Navy sails guided-missile destroyer near Paracel Islands, peeving China
By CAITLIN DOORNBOS | STARS AND STRIPES Published: January 8, 2019
YOKOSUKA NAVAL BASE, Japan — The USS McCampbell guided-missile destroyer sailed within 12 nautical miles of the Chinese-claimed Paracel Islands in a freedom-of-navigation mission Monday, a Navy official said.
The exercise was meant to “challenge excessive maritime claims and preserve access to the waterways as governed by international law,” 7th Fleet spokesman Cmdr. Clay Doss told Stars and Stripes in an email Tuesday.
China claims the Paracel Islands in the South China Sea as its own, building on and militarizing several of the islands and reefs in the archipelago. Taiwan and Vietnam also claim several of the islands. However, international law does not recognize their sovereignty.
The Chinese military sent aircraft and a ship “to conduct verification and identification on the US ship” in response to the McCampbell’s patrol and “warned it to leave,” Beijing’s Foreign Ministry spokesman Lu Kang told reporters Monday, according to an official English translation of the press conference transcript published by the Defense Ministry.
Chinese officials lodged “stern” complaints with the United States and claimed the McCampbell’s action “violated Chinese laws and relevant international laws, infringed upon China’s sovereignty, and undermined peace, security and order of the relevant waters,” Kang said.
“The Chinese side firmly opposes the relevant action by the U.S. side and urges the U.S. to immediately stop such provocations,” he said. “We will continue to take necessary measures to safeguard our national sovereignty and security.”
Doss said the patrol was routine and emphasized that “all operations are designed in accordance with international law and demonstrate that the United States will fly, sail and operate wherever international law allows.”
“We conduct routine and regular Freedom of Navigation Operations, as we have done in the past and will continue to in the future,” he said in the email. “FONOPs are not about any one country, nor are they about making political statements.”
In recent months, Chinese military experts have been calling for the country’s navy to take aggressive actions against the U.S. in retaliation for crossing into waters claimed by China without its permission.
Australia’s news.com reported Jan. 2 that the deputy head of the Chinese Academy of Military Sciences and Chinese navy, Rear Adm. Lou Yuan, told an audience at the 2018 Military Industry List summit in Shenzhen in December that China could end the patrols by sinking two American aircraft carriers.
In his speech, Lou boasted that China has new anti-ship ballistic and cruise missiles that have the power to take down the U.S.’s behemoth aircraft carriers, according to news.com. The U.S. has one forward-deployed aircraft carrier, the USS Ronald Reagan, which is homeported in Japan. Several other carriers routinely patrol the Pacific, including the USS Carl Vinson and USS Theodore Roosevelt.

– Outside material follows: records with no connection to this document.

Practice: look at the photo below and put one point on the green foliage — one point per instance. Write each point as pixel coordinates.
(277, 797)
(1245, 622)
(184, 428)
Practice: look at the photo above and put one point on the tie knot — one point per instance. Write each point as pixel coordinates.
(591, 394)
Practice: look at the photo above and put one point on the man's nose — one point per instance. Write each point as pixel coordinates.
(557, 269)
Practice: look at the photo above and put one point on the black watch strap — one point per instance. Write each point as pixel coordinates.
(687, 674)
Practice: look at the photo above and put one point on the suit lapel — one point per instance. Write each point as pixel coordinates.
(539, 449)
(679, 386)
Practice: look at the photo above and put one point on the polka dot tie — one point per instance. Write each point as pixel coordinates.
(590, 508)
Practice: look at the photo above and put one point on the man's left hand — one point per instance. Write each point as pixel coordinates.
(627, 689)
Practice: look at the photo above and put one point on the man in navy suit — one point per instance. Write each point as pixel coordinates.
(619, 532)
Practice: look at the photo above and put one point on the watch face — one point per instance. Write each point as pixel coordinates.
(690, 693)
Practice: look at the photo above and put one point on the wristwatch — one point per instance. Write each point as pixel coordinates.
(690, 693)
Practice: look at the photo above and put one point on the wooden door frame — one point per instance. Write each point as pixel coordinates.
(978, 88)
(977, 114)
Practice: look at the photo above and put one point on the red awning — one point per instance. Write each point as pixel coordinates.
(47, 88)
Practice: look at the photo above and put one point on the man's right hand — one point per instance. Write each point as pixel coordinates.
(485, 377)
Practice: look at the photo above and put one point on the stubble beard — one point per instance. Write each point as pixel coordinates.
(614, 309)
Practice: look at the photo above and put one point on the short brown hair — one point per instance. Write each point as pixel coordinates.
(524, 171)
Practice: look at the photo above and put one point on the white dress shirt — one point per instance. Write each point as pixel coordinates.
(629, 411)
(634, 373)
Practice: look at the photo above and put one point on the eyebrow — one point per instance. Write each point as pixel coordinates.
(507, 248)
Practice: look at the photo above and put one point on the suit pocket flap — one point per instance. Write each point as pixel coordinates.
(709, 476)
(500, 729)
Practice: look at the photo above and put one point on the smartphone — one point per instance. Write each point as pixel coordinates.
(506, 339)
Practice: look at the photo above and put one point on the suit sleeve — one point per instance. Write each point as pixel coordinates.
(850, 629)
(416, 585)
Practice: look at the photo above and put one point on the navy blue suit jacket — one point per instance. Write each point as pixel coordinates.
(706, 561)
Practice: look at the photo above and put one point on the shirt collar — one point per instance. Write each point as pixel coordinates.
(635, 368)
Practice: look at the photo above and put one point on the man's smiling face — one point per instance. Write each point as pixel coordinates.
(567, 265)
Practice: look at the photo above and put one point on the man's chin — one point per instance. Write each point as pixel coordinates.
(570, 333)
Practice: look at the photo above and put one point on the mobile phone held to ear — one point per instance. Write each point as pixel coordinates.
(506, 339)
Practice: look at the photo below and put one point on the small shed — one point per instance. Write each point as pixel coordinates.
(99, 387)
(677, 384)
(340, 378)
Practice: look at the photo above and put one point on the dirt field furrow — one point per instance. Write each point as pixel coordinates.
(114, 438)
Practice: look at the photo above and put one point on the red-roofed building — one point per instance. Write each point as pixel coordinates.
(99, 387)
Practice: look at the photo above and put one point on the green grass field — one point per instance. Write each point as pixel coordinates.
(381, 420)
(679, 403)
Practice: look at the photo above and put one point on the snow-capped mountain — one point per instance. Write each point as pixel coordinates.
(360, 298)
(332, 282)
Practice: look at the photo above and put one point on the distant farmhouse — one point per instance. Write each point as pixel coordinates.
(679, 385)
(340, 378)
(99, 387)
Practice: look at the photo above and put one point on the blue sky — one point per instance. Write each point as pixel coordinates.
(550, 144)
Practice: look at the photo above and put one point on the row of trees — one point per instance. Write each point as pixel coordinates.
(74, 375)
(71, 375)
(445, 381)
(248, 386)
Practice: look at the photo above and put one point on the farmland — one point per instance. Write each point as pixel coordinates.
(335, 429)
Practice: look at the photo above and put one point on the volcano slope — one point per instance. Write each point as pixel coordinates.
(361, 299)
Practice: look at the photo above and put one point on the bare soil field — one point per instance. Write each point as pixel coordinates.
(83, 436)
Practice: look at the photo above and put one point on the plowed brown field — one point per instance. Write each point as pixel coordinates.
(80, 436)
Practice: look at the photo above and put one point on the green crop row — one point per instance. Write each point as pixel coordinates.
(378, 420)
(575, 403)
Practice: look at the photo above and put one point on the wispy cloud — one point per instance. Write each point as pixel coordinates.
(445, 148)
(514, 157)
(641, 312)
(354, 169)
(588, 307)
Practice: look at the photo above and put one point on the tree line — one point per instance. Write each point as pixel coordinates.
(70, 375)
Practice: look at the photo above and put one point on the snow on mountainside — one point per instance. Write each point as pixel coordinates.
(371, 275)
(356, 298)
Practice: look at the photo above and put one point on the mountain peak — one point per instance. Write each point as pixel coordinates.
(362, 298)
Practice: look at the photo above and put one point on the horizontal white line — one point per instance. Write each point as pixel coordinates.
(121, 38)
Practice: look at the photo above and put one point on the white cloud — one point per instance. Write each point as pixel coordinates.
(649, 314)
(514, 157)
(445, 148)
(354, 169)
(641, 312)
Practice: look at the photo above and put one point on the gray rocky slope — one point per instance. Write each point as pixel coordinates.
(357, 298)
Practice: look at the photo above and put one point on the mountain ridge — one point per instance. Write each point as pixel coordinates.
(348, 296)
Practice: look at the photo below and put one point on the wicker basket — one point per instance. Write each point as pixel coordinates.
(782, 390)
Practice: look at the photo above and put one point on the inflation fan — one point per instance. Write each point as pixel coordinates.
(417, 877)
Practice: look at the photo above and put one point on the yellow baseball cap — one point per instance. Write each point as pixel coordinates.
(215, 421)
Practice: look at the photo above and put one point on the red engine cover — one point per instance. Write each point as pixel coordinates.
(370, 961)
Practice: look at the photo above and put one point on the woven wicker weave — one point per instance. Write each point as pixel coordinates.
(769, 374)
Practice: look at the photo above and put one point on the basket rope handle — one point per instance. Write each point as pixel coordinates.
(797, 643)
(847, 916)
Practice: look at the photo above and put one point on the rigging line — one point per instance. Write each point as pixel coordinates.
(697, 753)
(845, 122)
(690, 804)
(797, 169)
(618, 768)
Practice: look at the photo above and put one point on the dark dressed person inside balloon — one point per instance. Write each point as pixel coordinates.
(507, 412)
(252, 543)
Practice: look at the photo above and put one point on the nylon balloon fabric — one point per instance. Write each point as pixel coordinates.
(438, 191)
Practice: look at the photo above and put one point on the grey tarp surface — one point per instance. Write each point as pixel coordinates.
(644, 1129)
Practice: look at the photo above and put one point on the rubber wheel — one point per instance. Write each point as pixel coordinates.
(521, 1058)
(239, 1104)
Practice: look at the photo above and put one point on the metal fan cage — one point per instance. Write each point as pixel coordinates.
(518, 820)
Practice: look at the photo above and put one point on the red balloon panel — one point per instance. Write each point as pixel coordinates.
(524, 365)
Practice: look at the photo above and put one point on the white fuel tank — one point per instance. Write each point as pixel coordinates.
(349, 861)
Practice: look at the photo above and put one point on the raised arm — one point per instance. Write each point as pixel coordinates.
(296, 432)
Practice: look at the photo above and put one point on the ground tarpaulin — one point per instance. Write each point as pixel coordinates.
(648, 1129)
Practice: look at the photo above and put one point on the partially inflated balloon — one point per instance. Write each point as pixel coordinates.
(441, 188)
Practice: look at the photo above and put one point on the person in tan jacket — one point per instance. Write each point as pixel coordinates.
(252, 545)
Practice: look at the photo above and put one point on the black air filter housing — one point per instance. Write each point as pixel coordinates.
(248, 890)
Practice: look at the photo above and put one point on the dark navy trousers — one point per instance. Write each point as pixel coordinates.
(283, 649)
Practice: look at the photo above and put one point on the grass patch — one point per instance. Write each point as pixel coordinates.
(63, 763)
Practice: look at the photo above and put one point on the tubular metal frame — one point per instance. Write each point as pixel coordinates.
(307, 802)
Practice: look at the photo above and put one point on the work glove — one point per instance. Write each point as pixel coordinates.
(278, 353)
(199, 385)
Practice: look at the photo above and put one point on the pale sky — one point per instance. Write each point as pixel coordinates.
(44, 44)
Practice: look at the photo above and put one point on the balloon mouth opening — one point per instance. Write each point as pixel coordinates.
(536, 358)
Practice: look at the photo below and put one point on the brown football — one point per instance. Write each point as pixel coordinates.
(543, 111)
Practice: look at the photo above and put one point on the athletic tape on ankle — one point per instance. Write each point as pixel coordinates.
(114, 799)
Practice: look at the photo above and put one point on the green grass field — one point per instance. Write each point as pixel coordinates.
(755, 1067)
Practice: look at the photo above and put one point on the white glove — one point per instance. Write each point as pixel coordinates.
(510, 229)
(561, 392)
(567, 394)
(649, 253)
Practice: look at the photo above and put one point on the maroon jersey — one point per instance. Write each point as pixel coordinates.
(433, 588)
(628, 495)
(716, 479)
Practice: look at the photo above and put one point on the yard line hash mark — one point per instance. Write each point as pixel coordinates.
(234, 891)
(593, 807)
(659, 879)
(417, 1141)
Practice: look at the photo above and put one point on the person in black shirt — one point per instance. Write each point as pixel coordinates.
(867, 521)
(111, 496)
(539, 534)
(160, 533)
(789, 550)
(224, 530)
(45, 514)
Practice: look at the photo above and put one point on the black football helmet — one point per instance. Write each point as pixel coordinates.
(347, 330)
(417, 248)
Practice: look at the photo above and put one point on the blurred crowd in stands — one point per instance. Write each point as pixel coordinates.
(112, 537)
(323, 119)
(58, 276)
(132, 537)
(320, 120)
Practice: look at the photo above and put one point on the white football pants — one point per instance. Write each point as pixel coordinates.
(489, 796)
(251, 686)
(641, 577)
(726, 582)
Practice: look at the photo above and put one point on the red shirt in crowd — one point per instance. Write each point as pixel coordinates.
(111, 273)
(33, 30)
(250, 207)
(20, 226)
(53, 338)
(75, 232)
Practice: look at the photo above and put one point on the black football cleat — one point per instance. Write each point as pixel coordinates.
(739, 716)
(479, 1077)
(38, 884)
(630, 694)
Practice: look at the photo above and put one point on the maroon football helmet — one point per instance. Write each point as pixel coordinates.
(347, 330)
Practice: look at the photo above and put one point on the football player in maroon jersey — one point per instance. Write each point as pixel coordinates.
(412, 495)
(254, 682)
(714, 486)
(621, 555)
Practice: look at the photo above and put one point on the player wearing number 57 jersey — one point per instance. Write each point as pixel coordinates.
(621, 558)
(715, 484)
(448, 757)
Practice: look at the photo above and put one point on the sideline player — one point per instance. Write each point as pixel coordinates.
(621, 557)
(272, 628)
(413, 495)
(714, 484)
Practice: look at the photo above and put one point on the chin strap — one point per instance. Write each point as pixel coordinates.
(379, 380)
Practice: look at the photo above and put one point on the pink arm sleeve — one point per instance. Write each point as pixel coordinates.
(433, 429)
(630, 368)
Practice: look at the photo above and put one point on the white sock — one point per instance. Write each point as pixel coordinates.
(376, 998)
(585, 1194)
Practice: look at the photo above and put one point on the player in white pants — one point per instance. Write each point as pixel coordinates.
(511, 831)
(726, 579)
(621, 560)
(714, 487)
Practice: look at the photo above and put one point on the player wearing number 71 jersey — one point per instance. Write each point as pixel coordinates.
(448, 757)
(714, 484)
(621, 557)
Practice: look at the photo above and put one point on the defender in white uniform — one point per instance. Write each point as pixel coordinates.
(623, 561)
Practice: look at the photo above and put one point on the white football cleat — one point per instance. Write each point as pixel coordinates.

“What the United States fears the most is taking casualties,” Lou said, while noting that destroying two carriers could kill thousands of sailors, according to the Australian news agency. “We’ll see how frightened America is.”
Lou’s comments came a few weeks after Dai Xu, president of China’s Institute of Marine Safety and Cooperation, on Dec. 8 called for the Chinese navy to “ram” the next U.S. ship to “break into Chinese waters again,” according to a report by the state-run Global Times newspaper.
In September, the U.S. criticized the Chinese military for what officials called an “unsafe and unprofessional” move by sailing within 45 yards of the USS Decatur as the guided-missile destroyer conducted a freedom-of-navigation patrol through the Chinese-claimed Spratly Islands, also in the South China Sea.
The USS Chancellorsville was the last U.S. vessel to patrol the Paracels. On Nov. 26, the guided-missile cruiser sailed around the contested islands, but the Navy reported that the Chinese military took no unsafe actions in its response to the patrol.